BadRabbit Ransomware Decided to Avoid One Antivirus Vendor

Security researchers are noticing something curious most Tuesday's BadRabbit ransomware outbreak. Apparently, the malicious lawmaking is built to avoid encrypting PCs running antivirus from a sure vendor.

Researchers at FireEye noticed the issue when opposite-engineering a BadRabbit malware sample. The ransomware will forgo encryption on a machine when it finds one of four antivirus processes from a Russian security business firm called Dr.Web, it said.

Security business firm Cylance found the same. BadRabbit will cease attempts to spread over the victim's network and harvest the PC's passwords if Dr.Spider web antivirus is detected, information technology said.

Why the ransomware's developer sought to avoid the Moscow-based company's software might heighten eyebrows. Russia often gets blamed for some of the world'due south biggest cyber attacks.

Simply on Th, the Moscow-based Dr.Spider web published its ain findings. Information technology also discovered that BadRabbit skips the encryption process when the company'due south antivirus is detected on the system.

BadRabbit checking for McAfee, Dr.Web antivirus.

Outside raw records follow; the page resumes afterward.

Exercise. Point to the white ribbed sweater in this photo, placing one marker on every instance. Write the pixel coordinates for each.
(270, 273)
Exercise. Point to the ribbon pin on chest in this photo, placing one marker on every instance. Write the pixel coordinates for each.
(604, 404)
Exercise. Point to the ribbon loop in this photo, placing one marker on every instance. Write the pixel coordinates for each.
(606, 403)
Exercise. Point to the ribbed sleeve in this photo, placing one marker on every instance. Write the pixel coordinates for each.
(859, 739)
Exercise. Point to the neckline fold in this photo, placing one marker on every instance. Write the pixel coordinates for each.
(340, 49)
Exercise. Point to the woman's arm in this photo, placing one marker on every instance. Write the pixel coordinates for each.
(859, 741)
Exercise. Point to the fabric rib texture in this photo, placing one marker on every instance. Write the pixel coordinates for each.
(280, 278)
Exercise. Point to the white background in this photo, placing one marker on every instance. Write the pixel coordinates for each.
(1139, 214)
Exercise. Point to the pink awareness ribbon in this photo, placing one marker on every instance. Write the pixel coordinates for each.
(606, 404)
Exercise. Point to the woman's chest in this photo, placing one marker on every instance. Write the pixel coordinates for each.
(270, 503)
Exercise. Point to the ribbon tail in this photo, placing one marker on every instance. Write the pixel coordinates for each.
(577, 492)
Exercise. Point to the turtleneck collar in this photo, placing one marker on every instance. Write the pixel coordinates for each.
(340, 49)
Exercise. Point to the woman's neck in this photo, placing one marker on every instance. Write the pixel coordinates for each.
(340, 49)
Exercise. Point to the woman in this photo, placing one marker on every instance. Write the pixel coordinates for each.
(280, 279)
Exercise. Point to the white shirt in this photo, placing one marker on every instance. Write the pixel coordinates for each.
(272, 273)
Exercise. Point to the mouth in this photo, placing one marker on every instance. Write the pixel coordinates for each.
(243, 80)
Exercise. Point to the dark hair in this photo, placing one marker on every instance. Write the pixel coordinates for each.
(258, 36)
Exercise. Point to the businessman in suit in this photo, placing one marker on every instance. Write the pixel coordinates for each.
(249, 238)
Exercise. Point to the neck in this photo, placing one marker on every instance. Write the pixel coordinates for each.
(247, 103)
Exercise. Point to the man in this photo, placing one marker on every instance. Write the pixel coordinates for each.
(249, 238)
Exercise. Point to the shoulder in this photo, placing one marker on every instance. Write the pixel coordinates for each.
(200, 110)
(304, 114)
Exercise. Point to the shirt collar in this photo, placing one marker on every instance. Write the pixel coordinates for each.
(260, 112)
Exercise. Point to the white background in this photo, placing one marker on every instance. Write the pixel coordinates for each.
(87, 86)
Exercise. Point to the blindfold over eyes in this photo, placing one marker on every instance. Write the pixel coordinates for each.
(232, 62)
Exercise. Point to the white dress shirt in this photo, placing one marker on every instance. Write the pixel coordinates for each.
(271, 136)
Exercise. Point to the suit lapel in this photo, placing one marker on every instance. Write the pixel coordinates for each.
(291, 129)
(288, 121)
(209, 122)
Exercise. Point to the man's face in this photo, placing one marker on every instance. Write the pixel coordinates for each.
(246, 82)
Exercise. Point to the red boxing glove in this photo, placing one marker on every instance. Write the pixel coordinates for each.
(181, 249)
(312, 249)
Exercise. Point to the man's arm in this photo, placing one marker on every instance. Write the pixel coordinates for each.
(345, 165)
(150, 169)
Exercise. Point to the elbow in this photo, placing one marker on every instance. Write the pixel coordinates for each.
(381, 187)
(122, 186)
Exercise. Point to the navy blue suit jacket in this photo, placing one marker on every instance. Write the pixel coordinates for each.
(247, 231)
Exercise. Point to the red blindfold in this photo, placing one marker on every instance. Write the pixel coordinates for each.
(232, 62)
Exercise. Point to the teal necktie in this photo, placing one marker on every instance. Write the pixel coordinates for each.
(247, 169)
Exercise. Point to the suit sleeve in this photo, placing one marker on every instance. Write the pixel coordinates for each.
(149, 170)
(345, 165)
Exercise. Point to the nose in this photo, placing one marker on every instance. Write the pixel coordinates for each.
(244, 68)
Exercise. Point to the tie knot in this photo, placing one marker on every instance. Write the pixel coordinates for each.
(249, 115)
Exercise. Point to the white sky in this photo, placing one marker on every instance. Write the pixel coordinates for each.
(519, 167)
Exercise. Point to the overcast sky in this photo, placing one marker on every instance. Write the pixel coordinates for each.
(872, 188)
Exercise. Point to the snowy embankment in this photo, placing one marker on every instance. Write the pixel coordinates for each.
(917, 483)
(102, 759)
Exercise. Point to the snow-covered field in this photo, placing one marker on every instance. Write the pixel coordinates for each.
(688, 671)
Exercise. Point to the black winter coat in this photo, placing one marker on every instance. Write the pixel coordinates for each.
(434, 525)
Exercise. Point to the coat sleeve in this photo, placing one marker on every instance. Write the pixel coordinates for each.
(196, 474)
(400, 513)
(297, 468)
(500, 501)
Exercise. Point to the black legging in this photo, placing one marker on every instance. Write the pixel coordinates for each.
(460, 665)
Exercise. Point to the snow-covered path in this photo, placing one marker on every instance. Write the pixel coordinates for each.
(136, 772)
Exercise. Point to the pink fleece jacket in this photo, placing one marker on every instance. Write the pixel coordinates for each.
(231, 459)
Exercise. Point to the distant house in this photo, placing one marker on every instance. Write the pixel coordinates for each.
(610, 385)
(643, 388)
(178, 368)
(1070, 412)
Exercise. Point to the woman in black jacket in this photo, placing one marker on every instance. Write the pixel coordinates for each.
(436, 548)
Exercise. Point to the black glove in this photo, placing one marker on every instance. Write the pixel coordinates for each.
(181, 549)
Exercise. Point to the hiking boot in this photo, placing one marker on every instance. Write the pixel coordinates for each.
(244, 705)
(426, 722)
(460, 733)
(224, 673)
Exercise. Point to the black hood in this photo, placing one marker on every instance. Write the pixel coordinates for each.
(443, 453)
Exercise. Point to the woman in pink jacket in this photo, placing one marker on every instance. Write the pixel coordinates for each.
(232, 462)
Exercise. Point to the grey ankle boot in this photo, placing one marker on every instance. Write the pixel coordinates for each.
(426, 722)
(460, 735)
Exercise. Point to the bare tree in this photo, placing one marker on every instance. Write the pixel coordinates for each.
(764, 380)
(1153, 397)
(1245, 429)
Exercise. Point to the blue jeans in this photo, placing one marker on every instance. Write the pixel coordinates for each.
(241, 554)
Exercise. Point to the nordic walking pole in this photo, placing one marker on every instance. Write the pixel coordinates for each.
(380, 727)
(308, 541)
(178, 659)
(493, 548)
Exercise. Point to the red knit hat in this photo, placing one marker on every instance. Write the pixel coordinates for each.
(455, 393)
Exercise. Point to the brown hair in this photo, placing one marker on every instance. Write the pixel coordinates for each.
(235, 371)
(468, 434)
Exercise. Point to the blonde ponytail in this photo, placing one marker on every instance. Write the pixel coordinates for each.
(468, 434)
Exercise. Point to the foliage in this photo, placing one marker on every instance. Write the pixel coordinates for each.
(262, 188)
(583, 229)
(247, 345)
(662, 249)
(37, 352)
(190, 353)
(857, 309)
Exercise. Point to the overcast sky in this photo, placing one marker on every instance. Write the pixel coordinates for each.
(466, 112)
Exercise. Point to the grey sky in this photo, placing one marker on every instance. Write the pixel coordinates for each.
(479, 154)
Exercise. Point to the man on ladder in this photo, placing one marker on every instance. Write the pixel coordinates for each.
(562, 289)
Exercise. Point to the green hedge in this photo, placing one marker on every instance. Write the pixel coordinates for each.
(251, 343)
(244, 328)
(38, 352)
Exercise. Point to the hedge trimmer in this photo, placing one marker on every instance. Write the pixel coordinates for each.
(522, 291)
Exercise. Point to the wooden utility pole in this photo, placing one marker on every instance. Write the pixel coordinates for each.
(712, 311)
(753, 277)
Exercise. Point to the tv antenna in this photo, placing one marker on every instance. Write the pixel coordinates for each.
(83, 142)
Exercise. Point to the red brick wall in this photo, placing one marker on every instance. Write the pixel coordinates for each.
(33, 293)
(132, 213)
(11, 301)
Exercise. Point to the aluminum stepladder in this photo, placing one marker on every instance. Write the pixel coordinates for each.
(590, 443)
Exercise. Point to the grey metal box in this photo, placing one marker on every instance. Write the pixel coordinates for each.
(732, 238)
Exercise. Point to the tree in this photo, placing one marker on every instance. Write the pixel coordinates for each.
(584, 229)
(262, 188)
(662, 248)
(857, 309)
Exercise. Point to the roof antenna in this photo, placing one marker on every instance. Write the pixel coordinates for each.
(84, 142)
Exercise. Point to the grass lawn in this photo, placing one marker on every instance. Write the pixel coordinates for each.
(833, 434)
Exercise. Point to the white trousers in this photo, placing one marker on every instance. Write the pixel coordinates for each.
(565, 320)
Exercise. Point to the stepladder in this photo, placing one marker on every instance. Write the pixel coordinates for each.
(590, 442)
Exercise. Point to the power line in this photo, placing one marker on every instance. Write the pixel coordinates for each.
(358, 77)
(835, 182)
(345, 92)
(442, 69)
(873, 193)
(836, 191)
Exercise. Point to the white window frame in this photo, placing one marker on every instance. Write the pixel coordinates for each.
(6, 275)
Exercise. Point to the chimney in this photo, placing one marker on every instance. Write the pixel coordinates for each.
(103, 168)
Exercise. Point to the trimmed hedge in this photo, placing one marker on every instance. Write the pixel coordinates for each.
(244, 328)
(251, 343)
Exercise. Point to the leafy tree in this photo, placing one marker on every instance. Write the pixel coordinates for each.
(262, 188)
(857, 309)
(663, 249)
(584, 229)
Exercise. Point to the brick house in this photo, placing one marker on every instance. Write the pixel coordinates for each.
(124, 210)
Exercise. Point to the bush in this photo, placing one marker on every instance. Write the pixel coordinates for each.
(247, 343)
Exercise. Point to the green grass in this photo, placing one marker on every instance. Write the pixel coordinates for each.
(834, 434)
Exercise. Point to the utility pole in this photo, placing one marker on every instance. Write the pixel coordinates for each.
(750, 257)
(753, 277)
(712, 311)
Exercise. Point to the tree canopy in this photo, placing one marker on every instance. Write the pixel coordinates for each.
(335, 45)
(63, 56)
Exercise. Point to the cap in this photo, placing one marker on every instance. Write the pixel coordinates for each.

However, this actually has to do with how the company'south antivirus software protects a PC's main kick record -- which BadRabbit will endeavor to encrypt.

Instead, the ransomware will seek to avoid early detection, but volition start a total deejay encryption afterward a arrangement reboot, Dr.Web said in its findings.

Tom Bonner, a senior threat manager at Cylance, said he arrived at a similar conclusion.

"I think it (BadRabbit) is trying to be as surreptitious equally possible, and not raise too many flags," he said.

To avoid raising those flags, PhysicianWeb isn't the only antivirus software BadRabbit will try to browse for. It'll also look for the presence of McAfee's antivirus software, Bonner said.

If plant, the ransomware volition stop spreading over the victim's network, but it'll still try to encrypt the files onboard, he added.

Map of BadRabbit attacks.

Others similar FireEye security researcher Nick Carr find BadRabbit's avoidance of MedicoSpider web software suspicious. Withal, Tuesday's outbreak spread across computers largely in Russian federation, but also spilled into Ukraine, Turkey and even Nihon, co-ordinate to security firms.

BadRabbit attacked by spreading itself over a fake Adobe Flash Thespian update that was distributed by over a dozen hacked websites.

That Flash update sought to play a trick on visitors into executing the installer, which would then maliciously encrypt all the files inside the PC. To free the system, a victim would take to pay nearly $282 in bitcoin.

Who was backside the assault still isn't known. Just security researchers doubtable BadRabbit's creator may have been the aforementioned culprit behind another ransomware outbreak in June chosen NotPetya. Both attacks shared some of the same unique calculator lawmaking and tactics, which is rare to find.

Security firm FireEye is also uncovering evidence that whoever launched BadRabbit had been trying to profile its potential victims.

Hacked websites found delivering BadRabbit were installed with a malicious Javascript code. That lawmaking is designed to gather data from website visitors through their browser sessions, and relay it back to a separate server.

What data is being profiled about visitors isn't clear, but it allows BadRabbit'southward creator to distinguish betwixt which visitors volition be targeted with a malicious payload, FireEye's Carr said.

That's strange behavior for a ransomware assail when most are designed to infect as many targets every bit possible. But it might offering an important inkling to what BadRabbit was really trying to accomplish.

"We have reason to suspect that this was not a truly financially-motivated assail," Carr said.